My big problem with listening to books is that it puts me to sleep. Yup. If I need a soporific, just hand me some headphones and a cd player and I'll be out of it in thirty minutes. Better than Benadryl, Tylenol PM or Ambien! It's one of the reasons I'm kinda scared to listen to these things in the car, like my sister does when she drives from NC to OH. Of course maybe if I was doing something else at the same time, I wouldn't fall asleep. But what happens is I start to doze off, wake up a bit, and then doze off again and end up having to re-listen to the part I dozed over or I'm clueless. And that's ok, truly it is, because I like being read to.

My Dad used to read to me when I was a kid.
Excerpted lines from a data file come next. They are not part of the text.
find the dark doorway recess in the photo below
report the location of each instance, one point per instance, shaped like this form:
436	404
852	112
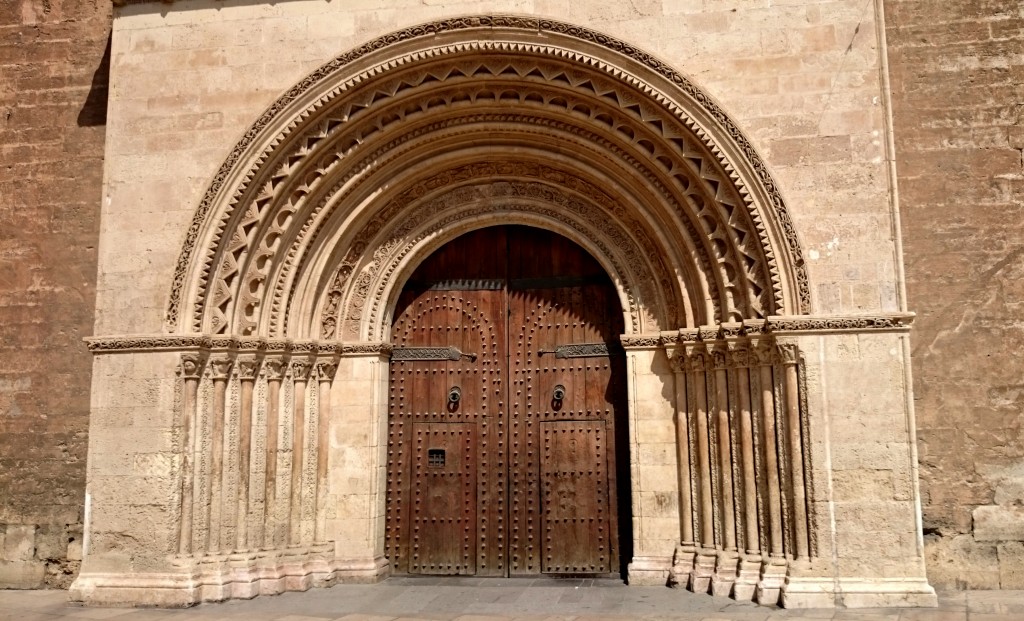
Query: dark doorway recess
508	449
He did it because he liked it, first and foremost, but also because he insisted that we NOT have a TV. He believed that if we had one, I'd never learn how to read properly and to love books. My Mom worried that I would grow up culturally stunted and deprived from not seeing TV shows that my peers were watching, so it was perfectly OK for me to watch TV at other people's houses... Just not my own. Not even when we sublet a house with a TV in it for a year!

And, of course, I didn't mind a bit, because I was about the only kid I knew whose Dad spent an hour or so a day with them. It was a family thing. Mom would sit in the living room with us and do something like darn socks or sew on buttons or mend things, and Dad would read. I would act out all the parts, zipping around the living room.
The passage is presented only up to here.